Debakey did not see anything suspicious about Yeltsin's behavior in the last two years, when frequent disappearances of the leader from the eyes of the public and outlandish behavior at official ceremonies strengthened the belief that he was a slave to the bottle. "Anyone who holds a high position is prone to such rumors," continued Debakey, "you get information from the so-called" authoritative source, "and in fact from people who ... do not know what they're talking about."
The head of the opposition Communist Party, Gennady Zyuganov, called Yeltsin "a drunkard, decayed, immoral person," unable to lead the state. On September 1, 1998, at a meeting of the State Duma Council: "The president lasted for two days absolutely drunk and insane ... We do not have a president, there's a drunk, insane person." On November 2, 1998, at the meeting of the Impeachment Commission: "The president does not manage anything, he can not go to work, he does not answer to the citizens, he drinks." On November 18, 1998, in the magazine "The Russian Federation Today": "There is no normal government in the country ... Everyone knows that Yeltsin drinks.Alcoholism is a diagnosis, not an insult.
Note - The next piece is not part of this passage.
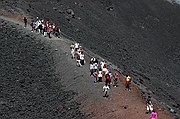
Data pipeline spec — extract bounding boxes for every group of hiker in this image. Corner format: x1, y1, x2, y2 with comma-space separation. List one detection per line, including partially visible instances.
70, 43, 157, 119
24, 17, 61, 38
24, 17, 157, 119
There is a law on the protection of the honor and dignity of the country."
The beginning of the end for Boris Nikolayevich was the fall in the bathroom of the hotel in Sardinia on September 7, 2005. He broke the neck of the left hip and on his return to Moscow had surgery on the joint. Specialists of the Central Clinical Hospital (TsKB) and the Central Institute of Traumatology and Orthopedics (CITO) took part in the examination and decision-making on the treatment of Yeltsin. For several months he walked with crutches, and then limped. Trauma limited his activity: he began to exercise less and gained weight. Yeltsin caught a cold, and this cold did not pass. Soon after returning to Moscow, on April 11, 2007, he was placed in the Central Clinical Hospital.
Russia's first freely elected president, Boris Yeltsin, died of heart failure 23 April 2007 at the age of 76. A Kremlin spokesman announced word of the former president's death just as many Russians were making their way home from work. Among the first to react to the news was former Soviet President Mikhail Gorbachev, whom Yeltsin replaced in 1991. He said Mr. Yeltsin did a lot for Russia, even though, Gorbachev added, he committed serious errors.
Former Prime Minister Sergei Stepashin credited Yeltsin with preventing a civil war in Russia, and risking himself and his career, when he stood atop a tank outside the Russian White House to resist an attempted Soviet coup in August, 1991. Stepashin urged Russians to remember the good work done by Yeltsin - work that pushed Russia to embrace democracy and a free-market economy.
But for the majority of Russians, Yeltsin's death went largely unnoticed. His rule is associated with disorder, with favoritism, with some drastic moves, which led to nothing.